Attic asks us to consider both suicide and murder. An elderly woman is dead by hanging, an overturned chair below her body. Her eyes are painted open; her face might be bruised. On her feet are tiny darned socks, one shoe slipping off. Packets of opened letters and a series of odd objects surround her, including a china doll and a gramophone. Did she kill herself? Or did someone stage this woman’s death? And why?

Attic (letters).  From The Nutshell Studies of Unexplained Death. Photo by Corinne May Botz. (Courtesy of Benrubi Gallery and Monacelli Press.)

In Three Room Dwelling, the largest of the dioramas, an entire family is dead. The viewer looks down at the scene of a roofless house to find a husband face down on the floor, a wife dead in her bed, and a baby with a bloody face dead in a white crib. The floor of each room is splotched with blood. A rifle lies on the kitchen tiles. The table is set for breakfast and includes a high chair. Did an intruder kill the family? Did the husband murder everyone, then kill himself?

Three Room Dwelling.

When the show at the Smithsonian closes, the nutshells will return to Baltimore. They are still used to instruct homicide detectives. In the past few years, several women have produced new work about Glessner Lee and the nutshell series, from Carol Guess’s poetry collection Doll Studies: Forensics to the play in progress, Nutshell, by C. Denby Swanson, to Susan Marks’s 2017 film Murder in a Nutshell: The Frances Glessner Lee Story.

Glessner Lee’s work lives on.

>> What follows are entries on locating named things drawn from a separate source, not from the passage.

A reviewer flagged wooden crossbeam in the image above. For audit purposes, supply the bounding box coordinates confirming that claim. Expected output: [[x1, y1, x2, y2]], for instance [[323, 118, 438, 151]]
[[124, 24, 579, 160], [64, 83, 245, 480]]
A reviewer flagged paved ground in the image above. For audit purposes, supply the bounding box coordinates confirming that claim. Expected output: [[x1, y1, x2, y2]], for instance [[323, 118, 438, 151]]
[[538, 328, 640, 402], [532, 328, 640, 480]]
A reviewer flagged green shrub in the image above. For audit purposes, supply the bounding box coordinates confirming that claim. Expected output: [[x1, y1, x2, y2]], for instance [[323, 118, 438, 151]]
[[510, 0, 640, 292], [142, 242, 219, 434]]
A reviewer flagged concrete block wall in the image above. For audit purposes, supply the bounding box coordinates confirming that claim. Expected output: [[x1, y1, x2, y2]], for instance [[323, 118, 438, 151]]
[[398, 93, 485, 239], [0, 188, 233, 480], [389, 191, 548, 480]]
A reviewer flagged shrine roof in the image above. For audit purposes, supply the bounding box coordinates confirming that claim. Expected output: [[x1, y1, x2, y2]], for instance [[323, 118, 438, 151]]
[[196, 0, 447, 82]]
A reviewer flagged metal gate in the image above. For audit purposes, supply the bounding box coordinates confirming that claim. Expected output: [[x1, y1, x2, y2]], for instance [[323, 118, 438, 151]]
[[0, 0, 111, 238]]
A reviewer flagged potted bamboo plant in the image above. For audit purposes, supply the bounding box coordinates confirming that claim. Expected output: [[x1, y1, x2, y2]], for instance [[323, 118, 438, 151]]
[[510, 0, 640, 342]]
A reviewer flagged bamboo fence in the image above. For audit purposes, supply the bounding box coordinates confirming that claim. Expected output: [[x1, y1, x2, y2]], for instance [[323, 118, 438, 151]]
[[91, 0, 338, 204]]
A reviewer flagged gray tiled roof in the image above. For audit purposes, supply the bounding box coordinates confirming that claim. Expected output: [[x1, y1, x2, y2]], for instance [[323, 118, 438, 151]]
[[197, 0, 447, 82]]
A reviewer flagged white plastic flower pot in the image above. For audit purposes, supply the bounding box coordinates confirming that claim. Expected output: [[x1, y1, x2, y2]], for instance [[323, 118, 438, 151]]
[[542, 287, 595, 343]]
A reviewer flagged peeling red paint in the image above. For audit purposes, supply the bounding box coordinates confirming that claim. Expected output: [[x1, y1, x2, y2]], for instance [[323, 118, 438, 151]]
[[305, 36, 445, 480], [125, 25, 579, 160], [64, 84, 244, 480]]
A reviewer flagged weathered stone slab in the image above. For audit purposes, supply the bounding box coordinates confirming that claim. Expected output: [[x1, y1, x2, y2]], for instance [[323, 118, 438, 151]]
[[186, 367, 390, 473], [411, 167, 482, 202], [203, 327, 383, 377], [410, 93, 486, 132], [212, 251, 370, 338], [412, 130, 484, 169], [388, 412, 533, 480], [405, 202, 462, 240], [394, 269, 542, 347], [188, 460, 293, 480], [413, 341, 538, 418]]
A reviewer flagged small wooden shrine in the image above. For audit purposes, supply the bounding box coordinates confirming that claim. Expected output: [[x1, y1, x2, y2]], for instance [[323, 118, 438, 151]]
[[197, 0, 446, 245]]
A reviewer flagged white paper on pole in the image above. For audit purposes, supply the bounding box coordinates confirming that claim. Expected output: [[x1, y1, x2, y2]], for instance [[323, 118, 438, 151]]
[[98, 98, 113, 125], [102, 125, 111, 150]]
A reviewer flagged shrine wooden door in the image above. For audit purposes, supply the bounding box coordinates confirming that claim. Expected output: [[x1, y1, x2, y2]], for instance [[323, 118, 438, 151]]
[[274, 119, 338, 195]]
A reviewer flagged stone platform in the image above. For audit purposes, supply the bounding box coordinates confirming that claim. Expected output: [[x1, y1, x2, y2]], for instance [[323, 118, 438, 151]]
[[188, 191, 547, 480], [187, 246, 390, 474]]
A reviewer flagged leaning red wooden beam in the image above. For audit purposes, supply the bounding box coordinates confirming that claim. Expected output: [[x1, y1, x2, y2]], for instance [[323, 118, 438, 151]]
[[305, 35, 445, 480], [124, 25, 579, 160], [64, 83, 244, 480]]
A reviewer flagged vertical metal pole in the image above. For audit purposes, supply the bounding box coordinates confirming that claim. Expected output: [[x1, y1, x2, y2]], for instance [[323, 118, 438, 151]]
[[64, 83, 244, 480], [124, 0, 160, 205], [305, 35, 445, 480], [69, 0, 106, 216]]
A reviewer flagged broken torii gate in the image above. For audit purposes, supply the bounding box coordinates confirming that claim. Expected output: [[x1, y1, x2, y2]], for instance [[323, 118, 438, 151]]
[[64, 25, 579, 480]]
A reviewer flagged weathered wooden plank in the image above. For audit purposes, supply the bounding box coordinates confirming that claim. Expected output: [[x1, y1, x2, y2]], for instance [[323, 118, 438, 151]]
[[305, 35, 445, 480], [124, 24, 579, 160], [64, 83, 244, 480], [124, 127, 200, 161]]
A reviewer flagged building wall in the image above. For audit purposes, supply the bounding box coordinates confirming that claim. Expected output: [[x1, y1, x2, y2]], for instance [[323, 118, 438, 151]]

The dioramas could be teaching tools for all of us. As Corinne May Botz told me, “Just like in the models, in the U.S., women are much more likely to be killed by intimate partners than by strangers. The grim reality is that the world is full of violence. The models are a reminder that domestic space can be safe as well as terrifying.”

It was not lost on me that I saw Frances Glessner Lee’s work—and the bodies of all these women and the gendered violence she makes explicit—at a gallery just across the street from the White House.

 

Nicole Cooley is the author of seven books of poems and is currently completing a nonfiction work titled My Dollhouse, Myself: Miniature Histories. She is the director of the MFA program at Queens College-CUNY.